This section describes how to design and implement the SAP HANA scale-out solution using PowerEdge MX kinetic infrastructure that was tested and validated in Dell EMC laboratories. The SAP HANA TDI scale-out solution described in this guide uses the following PowerEdge MX platform components and Dell EMC enterprise storage:
The SAP HANA scale-out solution requires numerous cables such as FC and Ethernet connections using rack servers in a fully redundant fabric configuration. The following figure shows a logical view of the minimum different network requirements:
Figure 11. SAP HANA scale-out network configuration using MX9116n/MX7116n switches
A significant benefit of using the MX PowerEdge platform for an SAP HANA scale-out solution is its modular network infrastructure. This infrastructure helps to eliminate most network/fabric cabling from SAP HANA nodes to the virtual switch layer. Only switch interconnect links and network/fabric uplinks are required, as shown in the following figure:
Figure 12. Network cabling for an SAP HANA scale-out solution using two PowerEdge MX7000 chassis
The preceding illustration shows two PowerEdge MX7000 chassis, which can support up to eight MX840c servers (with four CPU sockets each), cascaded in a pair of Dell EMC modular network MX9116n/MX7116n switches. For illustration purposes, we used Dell EMC Unity array 650F and other network/fabric uplinks.

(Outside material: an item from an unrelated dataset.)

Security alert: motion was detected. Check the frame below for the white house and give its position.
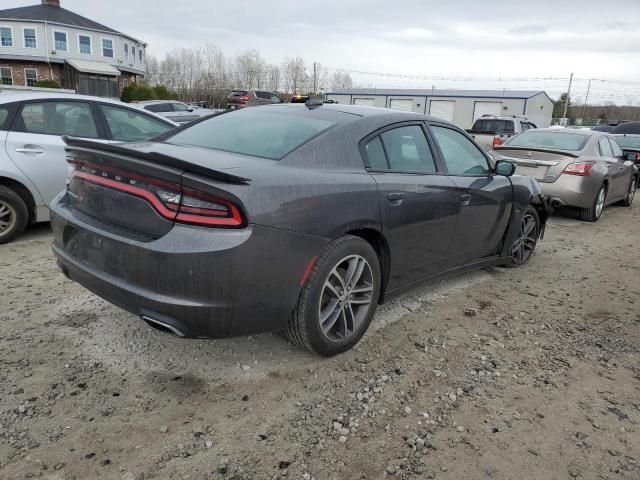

The PowerEdge MX7000 chassis is a 7U enclosure with eight front slots for blade-based servers (for up to four PowerEdge MX840c nodes) or storage sleds. The MX7000 chassis supports up to two pairs of redundant general-purpose switches or pass-through modular bays (Fabrics A and B) and a redundant pair of storage-specific switch bays (Fabric C). Up to 25Gbps Ethernet, 32Gbps FC, and 12Gbps SAS are also supported for the server’s front-end I/O ports. The chassis has up to six power supply units (PSUs) as well as OpenManage Enterprise Modular Edition embedded management software running on up to two redundant MX9002m management modules.
The PowerEdge MX platform introduced the concept of scalable fabric architecture. A scalable fabric spans multiple chassis, enabling them to behave like a single chassis from a networking perspective.
A scalable fabric consists of two main components: a pair of MX9116n Fabric Switch Engines (FSEs) in the first two chassis and additional pairs of MX7116n Fabric Expander Modules (FEMs) in the remaining chassis. Each MX7116n FEM connects to the MX9116n FSE corresponding to its fabric and slot. All I/O modules (IOMs) participating in the fabric are configured in either Full Switch or SmartFabric mode.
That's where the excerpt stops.